母と娘の映画ノート

アラフィフの母と10代娘が同じ映画を観てそれぞれ感想を書きました。

『マジカルガール』

 

 

マジカル・ガール(字幕版)

2014年公開 127分 スペイン

監督:カルロス・ベルムト

娘編

 

母編

あー、びっくりしたー。

なんていう映画なんでしょうか。

すごくびっくりしました。

「マジカルガール」なんてかわいい題名付けて、ひどいです。

非道い と漢字をあてたくなる非道さです。

もう、どんどん怖くなる映画で、救いがない。

そんなわけで非常に

 

おもしろかった!

 

です。

どういうところがおもしろかったのか、いくつかあげておきます。

 

1: 全部見せない

 

なんかもう、全然見せないんですよね。いっさい説明しないし。

バルバラと教師ダミアンの間になにがあったのか?

バルバラの身体の傷、心の傷の原因は何なのか?

秘密の部屋では何がおこなわれているのか?

見てるこっちは全部知りたくてモヤモヤするんだけど、全部見せちゃったらやっぱりつまんないんですよね。

 

私の想像の中では、「ダミアンは幼い教え子だったバルバラに心を奪われていて、彼女を救うためにバルバラを虐待してた父親を殺しちゃって刑務所にはいったという過去があって、バルバラはそんな過去のせいで男性が怖くて、でも被虐的な思考も強くて、そうした性産業の斡旋業者であるアダと恋愛関係になり、それなりの仕事もこなして暮らしていたのだが、新しい人生を始めたくて精神科医にかかったのか、精神科医が顧客だったのかはよくわからんが、とにかく精神科医と結婚した」ことになっている。

 

ええ、読み飛ばしてください。妄想なので。

本当のところはわからないし、隠されているからこそ、すごくぞくぞくしますよね。

隠された部分についてエグイ妄想をしては、自分のゲスっぷりを呪うという、一種倒錯した楽しみを与えてくれる映画でした。
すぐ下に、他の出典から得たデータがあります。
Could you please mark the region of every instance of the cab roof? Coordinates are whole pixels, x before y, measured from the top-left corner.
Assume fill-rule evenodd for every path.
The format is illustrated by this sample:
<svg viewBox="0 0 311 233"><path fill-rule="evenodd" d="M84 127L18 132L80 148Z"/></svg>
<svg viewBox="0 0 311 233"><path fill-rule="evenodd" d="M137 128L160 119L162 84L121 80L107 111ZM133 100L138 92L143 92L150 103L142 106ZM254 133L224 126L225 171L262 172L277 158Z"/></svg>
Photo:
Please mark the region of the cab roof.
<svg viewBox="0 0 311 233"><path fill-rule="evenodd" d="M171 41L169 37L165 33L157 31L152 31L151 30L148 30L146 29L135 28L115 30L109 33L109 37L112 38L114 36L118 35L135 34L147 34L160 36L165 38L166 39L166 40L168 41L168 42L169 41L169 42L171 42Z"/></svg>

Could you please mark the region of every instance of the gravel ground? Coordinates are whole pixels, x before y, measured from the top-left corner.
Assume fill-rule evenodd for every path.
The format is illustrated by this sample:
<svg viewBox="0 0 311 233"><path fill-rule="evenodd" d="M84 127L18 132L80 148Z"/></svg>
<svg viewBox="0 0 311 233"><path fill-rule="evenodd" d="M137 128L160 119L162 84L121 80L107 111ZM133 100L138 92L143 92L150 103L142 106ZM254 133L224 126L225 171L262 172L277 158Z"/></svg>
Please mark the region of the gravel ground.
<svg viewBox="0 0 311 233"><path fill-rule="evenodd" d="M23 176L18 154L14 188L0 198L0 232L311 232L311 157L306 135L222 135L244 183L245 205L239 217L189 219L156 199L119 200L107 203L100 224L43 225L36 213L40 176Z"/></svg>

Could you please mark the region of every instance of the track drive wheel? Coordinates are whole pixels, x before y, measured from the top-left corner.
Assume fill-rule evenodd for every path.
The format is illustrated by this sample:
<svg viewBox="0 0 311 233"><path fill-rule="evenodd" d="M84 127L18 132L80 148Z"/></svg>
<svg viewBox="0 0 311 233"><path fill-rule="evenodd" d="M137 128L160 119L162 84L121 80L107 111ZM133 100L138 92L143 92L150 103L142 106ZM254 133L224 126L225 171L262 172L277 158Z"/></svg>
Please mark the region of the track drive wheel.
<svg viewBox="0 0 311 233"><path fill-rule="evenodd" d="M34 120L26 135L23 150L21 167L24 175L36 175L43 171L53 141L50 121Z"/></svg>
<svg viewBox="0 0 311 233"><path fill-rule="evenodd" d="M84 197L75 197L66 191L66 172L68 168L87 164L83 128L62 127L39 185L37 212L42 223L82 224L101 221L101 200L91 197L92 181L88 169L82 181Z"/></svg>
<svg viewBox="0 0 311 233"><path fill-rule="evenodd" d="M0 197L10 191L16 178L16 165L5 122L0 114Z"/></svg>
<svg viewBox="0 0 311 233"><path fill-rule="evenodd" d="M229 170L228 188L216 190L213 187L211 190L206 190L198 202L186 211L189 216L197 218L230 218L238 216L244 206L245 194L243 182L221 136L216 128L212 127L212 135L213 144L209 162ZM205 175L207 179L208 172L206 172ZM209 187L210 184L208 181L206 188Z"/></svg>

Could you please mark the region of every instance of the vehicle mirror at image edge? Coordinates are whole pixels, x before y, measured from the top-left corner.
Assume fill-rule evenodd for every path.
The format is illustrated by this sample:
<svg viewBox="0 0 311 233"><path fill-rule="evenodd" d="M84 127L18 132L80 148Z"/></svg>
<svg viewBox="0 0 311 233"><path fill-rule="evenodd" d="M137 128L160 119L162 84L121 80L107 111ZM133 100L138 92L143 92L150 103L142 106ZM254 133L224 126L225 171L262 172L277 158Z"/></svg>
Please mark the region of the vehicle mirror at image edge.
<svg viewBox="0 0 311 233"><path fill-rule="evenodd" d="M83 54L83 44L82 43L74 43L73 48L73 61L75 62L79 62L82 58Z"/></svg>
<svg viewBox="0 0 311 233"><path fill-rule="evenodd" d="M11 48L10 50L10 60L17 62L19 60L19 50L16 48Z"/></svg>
観終わったあと、わりと隠されていないこちらの漫画を思い出しました。

この映画好きな人なら好きなんじゃないかな。

ブラッドハーレーの馬車 (Fx COMICS)

 

2: せつない魔法少女

 

白血病アリシアちゃんは無表情で、大好きなアニメのことを考えてるときだけは笑顔になれる感じ。

そのアニメのタイトルが「魔法少女ユキコ」

ユキコってとっても日本的な名前で。もちろん日本のアニメで。

私にはなんの責任もないはずですが、ユキコのコスプレ衣装が90万円もしてごめんね……と泣きそうになりました。

お父さんの気持ちもよくわかるのよ。

最初のところで友人宅へのお泊りを許さないのにタバコや酒を許しちゃうでしょう。タバコや酒がいいなら、お泊り会くらい許してやれよって気になるのですが……。

お父さんはね、「宿題もちゃんとしないのにダメだ」とフツーの子に対するようにダメだしした直後に、ああ、この子はフツーじゃなかった、もうすぐ死んじゃうんだった、と思い出して、タバコやお酒を「いいよ」って許しちゃう。だって法律で許される年齢まで生きられないんだから。
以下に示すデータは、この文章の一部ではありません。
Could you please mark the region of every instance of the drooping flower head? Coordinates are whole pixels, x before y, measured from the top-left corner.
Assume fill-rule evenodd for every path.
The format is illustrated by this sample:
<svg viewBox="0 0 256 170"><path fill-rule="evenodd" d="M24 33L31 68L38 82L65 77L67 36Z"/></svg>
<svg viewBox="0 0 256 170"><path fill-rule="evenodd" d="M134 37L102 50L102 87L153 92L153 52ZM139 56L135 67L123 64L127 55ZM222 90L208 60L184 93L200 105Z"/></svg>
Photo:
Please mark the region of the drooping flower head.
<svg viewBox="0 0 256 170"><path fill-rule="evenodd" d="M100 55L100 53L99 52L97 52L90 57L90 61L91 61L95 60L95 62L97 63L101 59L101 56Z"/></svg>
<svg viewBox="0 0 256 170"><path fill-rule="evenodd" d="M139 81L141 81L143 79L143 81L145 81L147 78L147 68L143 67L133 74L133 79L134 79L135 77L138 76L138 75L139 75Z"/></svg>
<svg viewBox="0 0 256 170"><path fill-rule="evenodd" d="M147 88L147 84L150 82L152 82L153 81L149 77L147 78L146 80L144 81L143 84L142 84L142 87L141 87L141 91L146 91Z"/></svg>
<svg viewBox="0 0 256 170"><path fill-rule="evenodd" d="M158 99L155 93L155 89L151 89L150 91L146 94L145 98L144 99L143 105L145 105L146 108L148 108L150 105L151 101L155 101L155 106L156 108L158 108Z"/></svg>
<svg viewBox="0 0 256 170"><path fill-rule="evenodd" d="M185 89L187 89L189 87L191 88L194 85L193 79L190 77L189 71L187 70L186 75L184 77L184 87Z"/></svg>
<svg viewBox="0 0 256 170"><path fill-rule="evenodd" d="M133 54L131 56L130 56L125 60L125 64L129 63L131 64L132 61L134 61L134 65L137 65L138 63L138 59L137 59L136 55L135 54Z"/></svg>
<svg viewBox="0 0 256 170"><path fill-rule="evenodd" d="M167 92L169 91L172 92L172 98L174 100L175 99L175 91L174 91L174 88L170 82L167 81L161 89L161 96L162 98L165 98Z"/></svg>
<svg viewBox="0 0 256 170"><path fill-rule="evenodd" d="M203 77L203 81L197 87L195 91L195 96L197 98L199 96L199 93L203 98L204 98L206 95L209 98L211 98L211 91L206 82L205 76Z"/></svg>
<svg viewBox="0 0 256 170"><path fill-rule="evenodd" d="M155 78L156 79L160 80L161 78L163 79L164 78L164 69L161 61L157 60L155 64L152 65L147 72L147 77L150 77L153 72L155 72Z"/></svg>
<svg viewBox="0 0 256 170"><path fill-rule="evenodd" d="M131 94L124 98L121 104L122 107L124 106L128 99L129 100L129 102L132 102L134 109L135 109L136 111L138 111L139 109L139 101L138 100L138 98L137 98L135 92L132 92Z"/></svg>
娘の死を受け入れられなくて、でも受け入れるしかなくて、というお父さんの気持ちがすごく伝わってくるシーンでした。泣けるよね。(まぁその後のお父さんのゲスっぷりを見るとなんとも言えない気分になるのですが。)

 

死ぬまでの時間、できるだけたくさんパパと一緒にいたいっていうのがアリシアちゃんの願いだったのに、それを伝えるすべがなかったことがほんとーに残念です。ノートに書いておけばよかったのにね。

思わず魔法のステッキを探す彼女がかわいくてね……。なんでタカラトミーが出してないんだよ!5,000円くらいであるだろ!とツライ気持ちになりました。

あの値段はたぶん本物のダイヤとか使ってあるやつだよ。